The implementation of the privacy risk score depends on the results of MIA based on shadow models. We thought the the MIA implemented by art utilizes shadow models to perform it's attack. But since a few things where confusing (e.g. that the documentation says the attack has to be supplied with the train and test data of the actual target model) we took a closer look and are now sure that only one attack model is trained and no shadow models (see line 221). We're not sure on which literature the attack implemented by ART is based, since none is linked, so we asked them in an issue. Because of the lack of shadow models in ART we don't think the privacy risk score is really applicable in our situation.
ART implements a different metric for membership privacy (also on point basis) called Differential Training Privacy. Would this metric also be sufficient for our purposes? Since Art has an implementation of it, it's compatible with the attacks we used.
If we have to use the privacy risk score, we also have to implement another MIA which actually utilizes shadow models. I don't think that we'd manage to do this in this sprint.
best wishes & thanks in advance,
Jakob
Franziskas answer:
Hi Jakob,
thank you for your email.
Actually, it's all right. Recent work has shown [1] that one shadow model is sufficient to perform membership inference. Therefore, the original target model can be used as the shadow model (since it perfectly mimics the target model, because it IS the target model). Therefore, the privacy risk score is applicable. Also in TensorFlow Privacy, they only have one shadow model, which is the target model itself and they are able to calculate the score. Therefore, you should be too and if you are unsure how to do it, check how they implement it in TensorFlow.

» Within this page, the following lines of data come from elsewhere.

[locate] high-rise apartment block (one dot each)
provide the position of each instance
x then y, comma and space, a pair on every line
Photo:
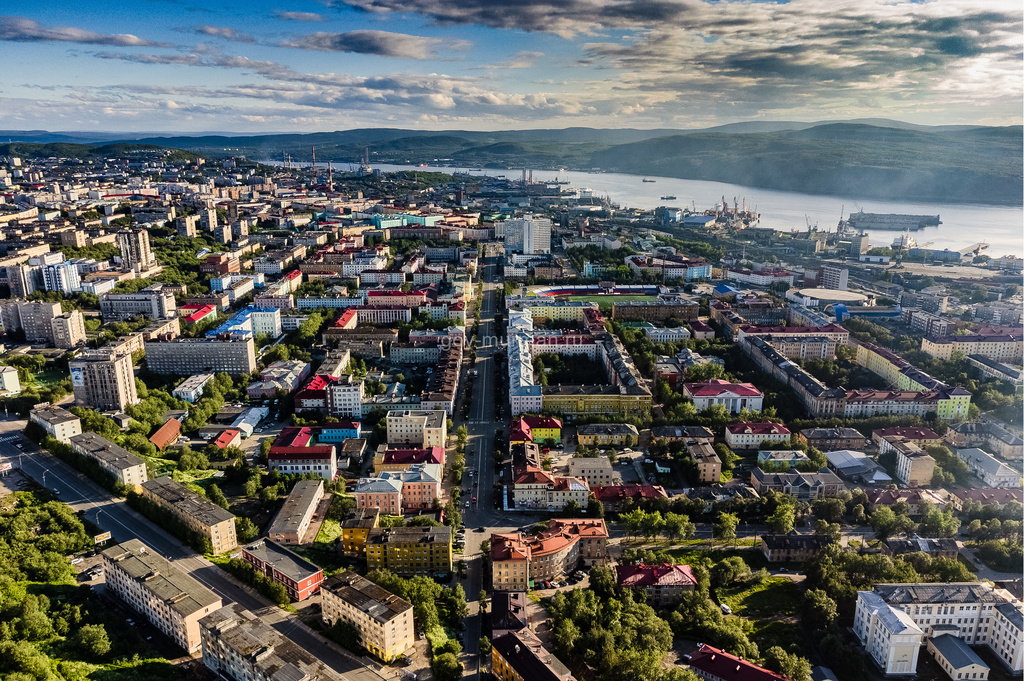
135, 252
155, 302
62, 277
103, 380
43, 323
201, 355
529, 235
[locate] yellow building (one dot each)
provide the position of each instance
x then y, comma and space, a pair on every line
355, 530
615, 434
596, 399
409, 551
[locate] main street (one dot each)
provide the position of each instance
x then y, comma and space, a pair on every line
124, 522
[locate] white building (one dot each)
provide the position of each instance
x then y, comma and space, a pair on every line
889, 635
975, 611
988, 469
529, 235
172, 600
9, 382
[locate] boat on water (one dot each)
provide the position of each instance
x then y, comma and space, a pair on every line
862, 220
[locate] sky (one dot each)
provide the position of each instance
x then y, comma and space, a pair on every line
274, 66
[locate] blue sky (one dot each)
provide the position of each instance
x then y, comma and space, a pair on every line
263, 66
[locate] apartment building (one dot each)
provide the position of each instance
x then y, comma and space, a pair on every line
196, 512
793, 547
988, 469
386, 459
292, 521
421, 485
58, 423
383, 621
380, 493
708, 463
521, 656
666, 585
519, 561
103, 380
735, 396
913, 467
192, 388
172, 600
894, 618
201, 355
805, 486
322, 460
301, 578
713, 664
598, 471
237, 644
419, 427
745, 435
136, 255
125, 467
410, 551
602, 434
155, 302
355, 530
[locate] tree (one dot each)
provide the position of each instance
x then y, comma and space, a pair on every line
602, 581
782, 520
725, 526
677, 524
565, 635
92, 640
217, 497
245, 529
791, 666
819, 609
446, 667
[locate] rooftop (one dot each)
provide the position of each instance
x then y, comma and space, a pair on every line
290, 564
186, 502
303, 495
177, 590
360, 593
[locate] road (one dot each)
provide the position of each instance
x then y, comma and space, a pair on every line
123, 522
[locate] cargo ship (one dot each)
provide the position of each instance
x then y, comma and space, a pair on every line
862, 220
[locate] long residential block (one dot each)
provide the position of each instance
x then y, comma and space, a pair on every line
122, 464
172, 600
196, 512
383, 620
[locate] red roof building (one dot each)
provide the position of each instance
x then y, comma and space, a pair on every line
399, 460
614, 497
228, 437
166, 434
195, 313
714, 665
665, 584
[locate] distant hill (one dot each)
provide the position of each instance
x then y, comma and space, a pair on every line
977, 165
868, 158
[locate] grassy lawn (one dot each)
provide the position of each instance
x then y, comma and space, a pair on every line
754, 558
777, 632
775, 596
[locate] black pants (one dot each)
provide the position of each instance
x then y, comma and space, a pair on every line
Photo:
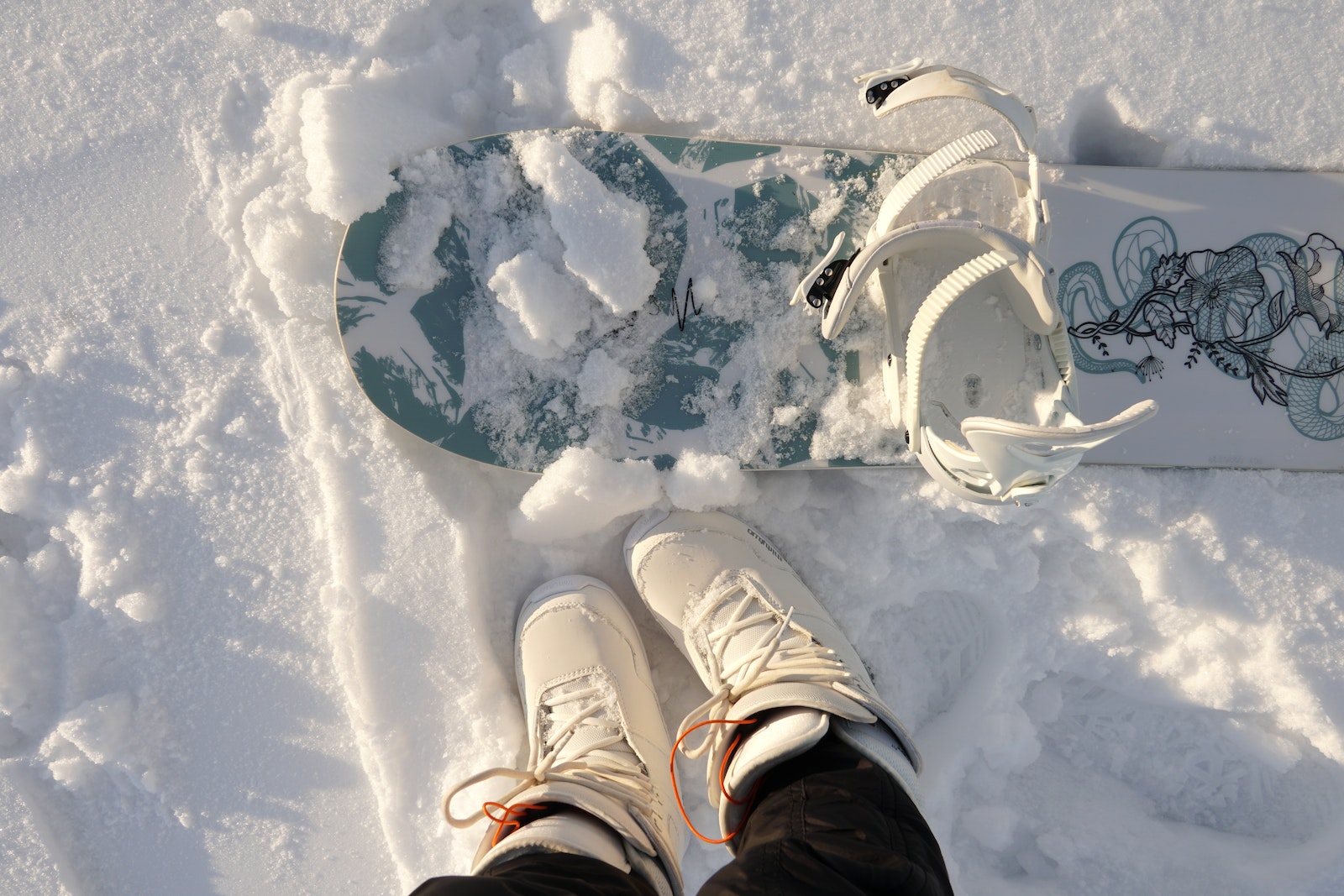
826, 822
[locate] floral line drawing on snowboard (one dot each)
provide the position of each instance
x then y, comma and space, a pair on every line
1268, 311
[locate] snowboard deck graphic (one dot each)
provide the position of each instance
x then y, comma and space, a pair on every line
528, 291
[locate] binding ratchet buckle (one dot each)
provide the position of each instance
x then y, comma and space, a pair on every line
827, 282
879, 93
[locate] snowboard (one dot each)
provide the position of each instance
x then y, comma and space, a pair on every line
528, 291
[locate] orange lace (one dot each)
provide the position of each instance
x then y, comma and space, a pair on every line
508, 817
723, 770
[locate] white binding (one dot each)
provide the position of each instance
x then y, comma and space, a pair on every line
1007, 461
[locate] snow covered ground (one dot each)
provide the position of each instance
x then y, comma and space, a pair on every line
249, 631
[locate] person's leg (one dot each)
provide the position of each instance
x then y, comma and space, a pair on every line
542, 875
596, 790
812, 773
832, 822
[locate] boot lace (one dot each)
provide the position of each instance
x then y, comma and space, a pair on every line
750, 647
585, 745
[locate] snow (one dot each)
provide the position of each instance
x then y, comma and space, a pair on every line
250, 631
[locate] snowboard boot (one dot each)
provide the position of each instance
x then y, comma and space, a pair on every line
597, 777
780, 672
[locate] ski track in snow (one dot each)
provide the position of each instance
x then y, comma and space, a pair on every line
249, 631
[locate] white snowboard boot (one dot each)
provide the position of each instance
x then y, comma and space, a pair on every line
766, 651
598, 747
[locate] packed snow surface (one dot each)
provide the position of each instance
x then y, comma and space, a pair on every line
250, 631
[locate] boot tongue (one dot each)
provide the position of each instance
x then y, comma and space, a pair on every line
598, 726
722, 609
777, 736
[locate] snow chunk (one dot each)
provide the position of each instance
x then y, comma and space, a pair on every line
239, 20
528, 70
604, 233
542, 311
353, 134
581, 493
703, 481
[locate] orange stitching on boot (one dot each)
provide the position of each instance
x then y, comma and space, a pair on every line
723, 768
517, 810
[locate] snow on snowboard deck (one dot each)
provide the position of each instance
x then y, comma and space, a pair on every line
528, 291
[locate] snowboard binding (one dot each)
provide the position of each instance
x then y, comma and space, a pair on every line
979, 369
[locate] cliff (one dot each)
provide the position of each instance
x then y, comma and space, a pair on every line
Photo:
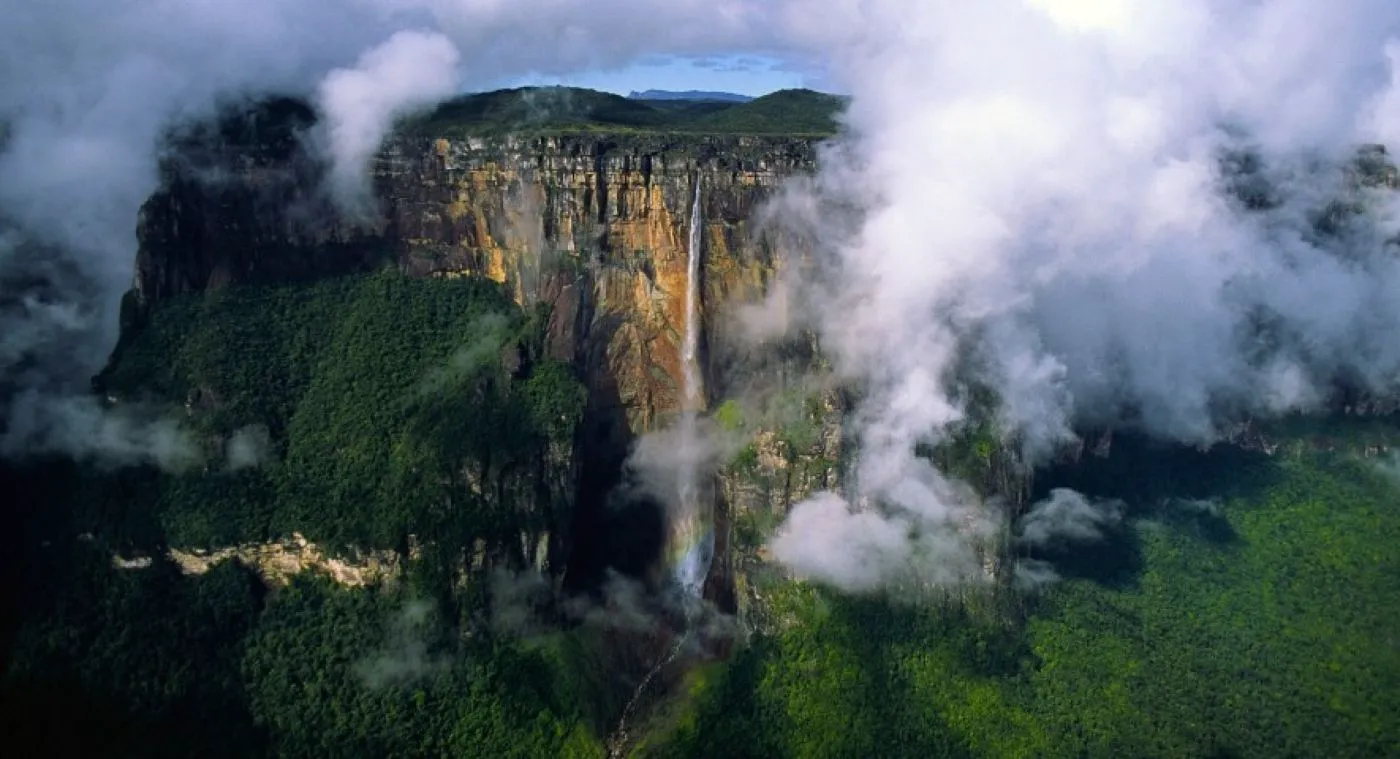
592, 227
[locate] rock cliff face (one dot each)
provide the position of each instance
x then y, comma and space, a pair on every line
592, 227
588, 228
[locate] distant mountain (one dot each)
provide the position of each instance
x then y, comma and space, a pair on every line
570, 108
688, 95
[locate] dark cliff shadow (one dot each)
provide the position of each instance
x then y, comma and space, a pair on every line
611, 530
1175, 485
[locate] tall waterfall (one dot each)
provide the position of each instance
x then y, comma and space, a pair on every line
692, 530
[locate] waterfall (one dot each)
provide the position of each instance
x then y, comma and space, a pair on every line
692, 528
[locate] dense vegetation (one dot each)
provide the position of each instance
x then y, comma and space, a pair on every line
382, 408
380, 395
1256, 625
800, 112
1245, 608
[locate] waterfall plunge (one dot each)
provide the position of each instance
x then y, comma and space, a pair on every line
692, 524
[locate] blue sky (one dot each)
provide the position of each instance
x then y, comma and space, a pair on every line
745, 74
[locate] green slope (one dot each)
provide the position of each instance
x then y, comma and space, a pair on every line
1263, 630
532, 109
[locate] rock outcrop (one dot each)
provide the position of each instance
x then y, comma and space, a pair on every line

Good idea to open an issue and ask in ART.
Differential Privacy is no metric, even though it has the parameter epsilon. But eplison needs to be calculated during training and cannot be determined after training. It is hence not suitable for your task.
Therefore, please find a solution on how to integrate the attack score into your implementation, it should work exactly as in TensorFlow. You won't need to implement another MIA.
And one more thing: could you in the future please contact me over my AISEC address where I have more regular access to: [email protected]
Thank you and have a nice weekend Franziska
Please add newly imported packages to the requirements.txt file and to the setup.py file (into the install_requires
list). I am not 100% sure if writing down all packages twice is the best solution, but I found some references to why this should be done that way: stackoverflow and packaging.python.. And I will also ask Adrin.